Haris melanjutkan, saat negosiasi terjadi, ada seruan "maju sudah" yang artinya terus jalan oleh sejumlah orang dan teriakan tersebut lantas dianggap polisi sebagai rencana mendobrak blokade aparat. Satuan aparat kemudian menembakkan gas air mata. Akibatnya massa yang berada di dalam mobil turun dan berlarian.
"Kemudian pihak keamanan mulai menembak massa secara membabi buta. Beberapa orang tertembak," tambahnya.
Menurut Haris, kejadian serupa yaitu intimidasi terhadap gerakan tani juga terjadi beberapa tahun silam. Pengebirian dan penculikan terhadap 13 petani dari Desa Dongi-dongi dan Kamamora di Kecamatan Palolo, Kabupaten Sigi, Sulawesi Tengah terjadi pada 28 Januari 2014 saat mereka sedang mengolah lahan.
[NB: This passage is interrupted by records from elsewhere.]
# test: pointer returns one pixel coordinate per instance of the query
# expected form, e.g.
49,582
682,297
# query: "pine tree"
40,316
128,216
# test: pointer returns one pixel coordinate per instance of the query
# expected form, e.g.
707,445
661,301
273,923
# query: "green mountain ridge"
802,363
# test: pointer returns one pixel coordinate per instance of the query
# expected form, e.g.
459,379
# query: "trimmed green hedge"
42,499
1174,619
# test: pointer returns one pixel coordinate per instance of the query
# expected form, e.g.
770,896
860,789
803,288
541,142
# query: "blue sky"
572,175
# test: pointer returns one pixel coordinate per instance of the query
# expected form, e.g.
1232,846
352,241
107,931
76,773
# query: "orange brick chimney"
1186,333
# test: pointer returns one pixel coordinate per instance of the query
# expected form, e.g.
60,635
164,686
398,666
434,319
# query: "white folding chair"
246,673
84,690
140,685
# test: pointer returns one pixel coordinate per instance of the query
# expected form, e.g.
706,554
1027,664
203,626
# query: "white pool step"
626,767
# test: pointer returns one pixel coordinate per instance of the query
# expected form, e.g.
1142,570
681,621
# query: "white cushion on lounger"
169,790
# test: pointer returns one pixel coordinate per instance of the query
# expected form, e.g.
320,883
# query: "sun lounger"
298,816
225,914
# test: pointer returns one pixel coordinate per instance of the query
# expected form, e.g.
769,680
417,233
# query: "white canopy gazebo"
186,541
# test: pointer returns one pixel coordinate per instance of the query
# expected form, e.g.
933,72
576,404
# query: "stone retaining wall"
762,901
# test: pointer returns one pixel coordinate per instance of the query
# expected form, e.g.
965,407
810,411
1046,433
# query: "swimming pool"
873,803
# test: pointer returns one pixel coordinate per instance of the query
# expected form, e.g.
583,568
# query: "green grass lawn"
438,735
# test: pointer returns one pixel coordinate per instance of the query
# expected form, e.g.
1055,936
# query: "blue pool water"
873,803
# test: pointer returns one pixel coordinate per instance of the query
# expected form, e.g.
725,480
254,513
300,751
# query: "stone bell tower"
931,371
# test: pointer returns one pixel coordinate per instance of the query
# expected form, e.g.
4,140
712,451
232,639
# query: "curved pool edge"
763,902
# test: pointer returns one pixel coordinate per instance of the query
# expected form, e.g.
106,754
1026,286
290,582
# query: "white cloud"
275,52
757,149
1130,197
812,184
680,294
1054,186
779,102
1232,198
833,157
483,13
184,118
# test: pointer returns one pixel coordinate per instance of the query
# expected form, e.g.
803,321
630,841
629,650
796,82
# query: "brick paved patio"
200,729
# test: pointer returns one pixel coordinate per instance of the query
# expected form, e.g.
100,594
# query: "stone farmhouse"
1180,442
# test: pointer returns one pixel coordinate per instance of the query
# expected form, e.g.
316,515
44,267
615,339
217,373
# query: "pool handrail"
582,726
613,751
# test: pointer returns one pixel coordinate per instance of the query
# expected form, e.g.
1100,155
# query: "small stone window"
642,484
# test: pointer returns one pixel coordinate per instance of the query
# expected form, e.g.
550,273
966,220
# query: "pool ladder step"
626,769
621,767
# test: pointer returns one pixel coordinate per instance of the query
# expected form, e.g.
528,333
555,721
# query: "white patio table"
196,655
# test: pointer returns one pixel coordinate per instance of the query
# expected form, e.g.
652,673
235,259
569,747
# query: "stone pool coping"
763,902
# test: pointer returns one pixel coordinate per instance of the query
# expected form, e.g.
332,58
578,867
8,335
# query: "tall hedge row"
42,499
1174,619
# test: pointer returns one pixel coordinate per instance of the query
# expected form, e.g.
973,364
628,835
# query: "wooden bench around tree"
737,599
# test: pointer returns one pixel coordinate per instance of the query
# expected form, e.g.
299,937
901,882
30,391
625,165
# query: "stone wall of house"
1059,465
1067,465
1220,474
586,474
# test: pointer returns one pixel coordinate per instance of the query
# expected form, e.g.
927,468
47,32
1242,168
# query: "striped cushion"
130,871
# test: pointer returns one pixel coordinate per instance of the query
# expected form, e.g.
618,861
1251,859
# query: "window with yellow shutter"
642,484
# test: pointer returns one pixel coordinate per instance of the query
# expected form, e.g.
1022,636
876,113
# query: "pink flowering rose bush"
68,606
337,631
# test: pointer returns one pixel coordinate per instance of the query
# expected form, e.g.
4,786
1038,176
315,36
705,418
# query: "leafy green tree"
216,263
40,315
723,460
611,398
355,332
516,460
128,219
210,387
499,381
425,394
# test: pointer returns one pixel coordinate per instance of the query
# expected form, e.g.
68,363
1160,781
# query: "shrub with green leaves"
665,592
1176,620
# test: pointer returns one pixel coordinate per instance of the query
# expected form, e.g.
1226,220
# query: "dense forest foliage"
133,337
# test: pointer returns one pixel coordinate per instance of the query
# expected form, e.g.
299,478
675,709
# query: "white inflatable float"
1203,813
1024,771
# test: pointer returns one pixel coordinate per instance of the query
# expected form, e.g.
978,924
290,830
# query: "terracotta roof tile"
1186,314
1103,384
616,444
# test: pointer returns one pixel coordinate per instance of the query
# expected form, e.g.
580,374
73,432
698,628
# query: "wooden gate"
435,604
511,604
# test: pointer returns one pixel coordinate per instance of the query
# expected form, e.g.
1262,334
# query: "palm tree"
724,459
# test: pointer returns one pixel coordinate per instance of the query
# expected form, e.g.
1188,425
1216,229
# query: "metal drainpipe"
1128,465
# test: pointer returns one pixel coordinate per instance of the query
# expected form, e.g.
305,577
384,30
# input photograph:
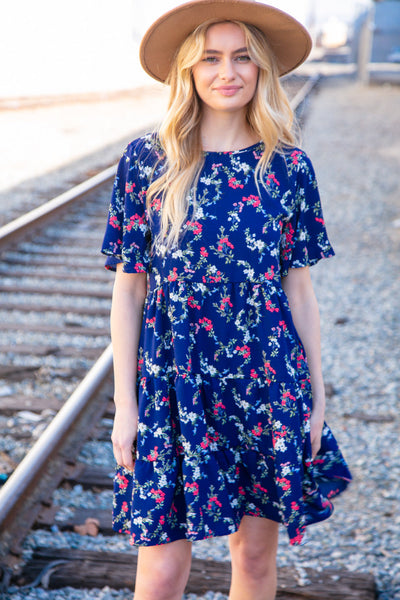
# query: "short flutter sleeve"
304,238
127,237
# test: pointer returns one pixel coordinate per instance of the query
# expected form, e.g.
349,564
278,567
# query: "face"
225,78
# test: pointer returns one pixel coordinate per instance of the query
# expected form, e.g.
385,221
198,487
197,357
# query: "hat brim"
288,39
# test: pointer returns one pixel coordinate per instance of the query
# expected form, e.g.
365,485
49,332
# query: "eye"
210,59
243,58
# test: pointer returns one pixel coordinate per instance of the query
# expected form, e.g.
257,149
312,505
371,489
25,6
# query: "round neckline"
230,152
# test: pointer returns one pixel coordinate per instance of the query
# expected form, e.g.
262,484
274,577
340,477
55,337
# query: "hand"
124,434
316,427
Insiden itu terjadi bertepatan dengan pembukaan Kongres Forum Petani Merdeka (FPM) di Dongi-Dongi yang merupakan organisasi para petani tersebut bernaung.
"Sederet peristiwa yang terjadi ini menjadi potret buruk aparat yang menggunakan kekuatannya secara sewenang-wenang dan abai menjadi pelindung bagi masyarakat," ujarnya.
KontraS karena itu meminta Pemda Sulteng agar meminta pihak keamanan seperti polisi dan tentara untuk tidak meneruskan perilaku beringas terhadap masyarakat. Polda Sulawesi Tengah juga diminta melakukan penindakan terhadap seluruh jajaran polisi yang melakukan kekerasan.
Selain itu, KontraS juga mendesak agar Komisi Nasional Hak Asasi Manusia (Komnas HAM) segera melakukan penyelidikan terkait peristiwa kekerasan dan pelanggaran terhadap Pasal 25, 29, 33 dan 34 UU Nomor 39 tahun 1999 tentang HAM sebagaimana fungsi dan tugasnya yang merupakan amanat dari Pasal 89 (3) UU Nomor Nomor 39 tahun 1999 tentang HAM.
Sementara Lembaga Perlindungan Saksi dan Korban (LPSK) harus memberikan perlindungan yang efektif bagi seluruh korban dan warga yang merasa ketakutan atas teror dan intimidasi akibat terjadinya peristiwa tersebut.